Many experts believe these attacks are becoming more common due to several factors, including the increasing sophistication and effectiveness of cybercriminals. For example, it may be easier for attackers to gain access to OT systems than to steal sensitive data, which can often be protected using robust security measures. Additionally, there may be a financial incentive for cyber criminals who target OT systems, as they may be able to exploit them to cause severe damage or disrupt critical services.
As a result, organizations in the critical infrastructure and manufacturing sectors need to take proactive steps to protect their OT systems against potential cyberattacks.

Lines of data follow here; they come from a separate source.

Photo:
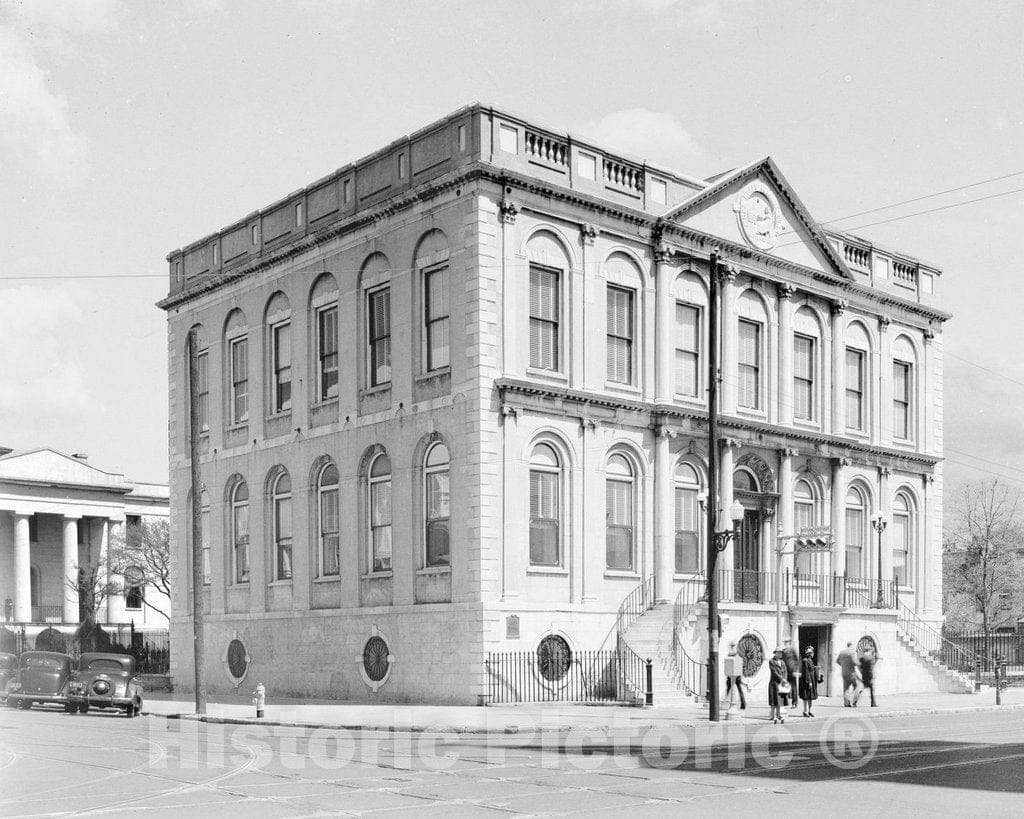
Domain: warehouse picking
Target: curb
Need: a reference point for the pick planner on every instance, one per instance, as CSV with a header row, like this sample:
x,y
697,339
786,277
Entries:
x,y
513,730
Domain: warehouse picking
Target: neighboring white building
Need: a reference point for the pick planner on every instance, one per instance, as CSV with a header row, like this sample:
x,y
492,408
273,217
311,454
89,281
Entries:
x,y
453,401
57,510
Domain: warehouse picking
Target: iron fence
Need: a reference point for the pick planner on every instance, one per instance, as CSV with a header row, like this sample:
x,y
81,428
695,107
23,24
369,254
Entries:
x,y
578,677
1006,647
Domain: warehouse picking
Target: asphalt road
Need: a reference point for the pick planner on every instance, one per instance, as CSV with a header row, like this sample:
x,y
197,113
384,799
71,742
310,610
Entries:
x,y
53,764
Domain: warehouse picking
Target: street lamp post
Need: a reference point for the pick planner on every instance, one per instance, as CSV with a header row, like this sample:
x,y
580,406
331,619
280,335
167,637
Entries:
x,y
879,523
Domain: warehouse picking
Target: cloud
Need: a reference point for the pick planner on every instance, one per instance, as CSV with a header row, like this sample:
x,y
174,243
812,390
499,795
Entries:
x,y
649,135
37,134
43,380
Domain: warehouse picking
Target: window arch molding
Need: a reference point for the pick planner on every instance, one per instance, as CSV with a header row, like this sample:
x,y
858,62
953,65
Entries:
x,y
547,245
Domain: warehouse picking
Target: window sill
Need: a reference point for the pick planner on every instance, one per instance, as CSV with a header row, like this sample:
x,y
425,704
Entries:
x,y
558,571
428,570
548,375
432,374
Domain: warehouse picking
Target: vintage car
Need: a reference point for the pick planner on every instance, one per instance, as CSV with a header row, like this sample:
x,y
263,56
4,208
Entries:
x,y
42,677
105,681
8,667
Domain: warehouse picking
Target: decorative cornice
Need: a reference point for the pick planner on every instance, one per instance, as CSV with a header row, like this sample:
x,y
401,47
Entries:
x,y
509,211
660,414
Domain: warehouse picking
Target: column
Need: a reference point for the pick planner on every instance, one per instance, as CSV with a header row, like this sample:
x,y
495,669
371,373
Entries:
x,y
784,514
839,515
785,310
23,570
728,333
665,553
839,368
665,319
885,571
70,576
722,522
116,609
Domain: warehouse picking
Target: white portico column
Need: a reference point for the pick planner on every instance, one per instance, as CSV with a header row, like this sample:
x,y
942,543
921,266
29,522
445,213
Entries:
x,y
665,555
785,355
839,368
726,560
23,570
665,318
728,334
70,573
116,611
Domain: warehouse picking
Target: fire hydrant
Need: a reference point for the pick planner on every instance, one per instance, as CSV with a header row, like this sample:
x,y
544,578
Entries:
x,y
259,699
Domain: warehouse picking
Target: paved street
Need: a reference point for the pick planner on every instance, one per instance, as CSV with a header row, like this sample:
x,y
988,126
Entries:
x,y
107,765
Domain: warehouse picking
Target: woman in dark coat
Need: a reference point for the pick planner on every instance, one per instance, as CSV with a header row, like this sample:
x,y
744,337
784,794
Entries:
x,y
779,674
808,681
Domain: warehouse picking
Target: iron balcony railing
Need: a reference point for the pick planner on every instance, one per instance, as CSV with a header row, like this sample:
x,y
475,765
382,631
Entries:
x,y
795,589
577,677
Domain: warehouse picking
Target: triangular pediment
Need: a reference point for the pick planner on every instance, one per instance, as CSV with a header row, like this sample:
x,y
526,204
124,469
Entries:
x,y
52,467
755,207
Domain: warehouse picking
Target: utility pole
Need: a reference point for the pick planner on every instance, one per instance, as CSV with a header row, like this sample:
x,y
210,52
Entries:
x,y
713,635
199,642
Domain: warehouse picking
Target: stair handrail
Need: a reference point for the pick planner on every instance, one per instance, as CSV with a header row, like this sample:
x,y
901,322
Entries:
x,y
633,605
933,642
692,672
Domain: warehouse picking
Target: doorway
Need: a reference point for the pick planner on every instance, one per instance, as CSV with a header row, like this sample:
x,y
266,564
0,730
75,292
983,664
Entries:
x,y
748,559
819,638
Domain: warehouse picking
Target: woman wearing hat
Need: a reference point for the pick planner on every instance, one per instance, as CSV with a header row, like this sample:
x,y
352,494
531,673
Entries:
x,y
808,680
778,687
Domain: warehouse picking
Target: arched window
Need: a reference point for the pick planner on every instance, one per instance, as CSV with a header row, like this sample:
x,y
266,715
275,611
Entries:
x,y
380,514
856,532
620,513
804,518
902,537
687,519
134,588
205,528
283,527
437,507
240,532
327,503
545,507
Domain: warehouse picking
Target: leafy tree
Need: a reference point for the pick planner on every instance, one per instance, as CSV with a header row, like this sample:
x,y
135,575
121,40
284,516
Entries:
x,y
983,558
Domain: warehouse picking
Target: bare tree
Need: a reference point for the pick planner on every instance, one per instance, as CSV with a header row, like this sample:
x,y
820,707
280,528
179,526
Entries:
x,y
142,556
983,558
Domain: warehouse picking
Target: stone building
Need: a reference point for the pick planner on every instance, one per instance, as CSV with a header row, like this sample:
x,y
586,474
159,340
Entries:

This could include implementing more robust security controls, conducting regular system monitoring and backups, and partnering with experts to help them stay updated with the latest threats and best practices.
Measures Governments Are Taking To Prevent Critical Infrastructure Cyber Attacks
Several countries have developed strategies to strengthen critical infrastructure, and best help deal with the dangers that might put entire nations at risk if performed successfully. Let’s take a look at some of these efforts.
Germany’s government is currently implementing measures to improve the security of its communication systems, such as establishing a separate external data center to protect critical information. However, private companies own and operate much of the world’s critical infrastructure, as evidenced by recent cyber attacks on satellite provider Viasat. These attacks highlight the necessity for public and private entities to prioritize cybersecurity measures to protect essential data and operations.
To strengthen national cybersecurity, Germany and other members of the European Union are implementing regulations that require critical infrastructure providers, such as energy and telecommunications companies, to adhere to specific security measures. In a similar move, the United States recently passed a law requiring these providers to notify authorities quickly in the event of hacking.
Continued efforts from government and private entities will be crucial in protecting against cyber threats and ensuring the safety and security of our digital infrastructure.
Critical infrastructure is under constant threat from cyber attacks. To protect these vital assets, it is crucial to implement a comprehensive security strategy and strive to understand how best to improve industrial control systems to match the security strength that IT has. Regrettably, these attacks won’t stop, so the only solution is to work on prevention and create action plans for situations where the threat succeeds in attaining its objective.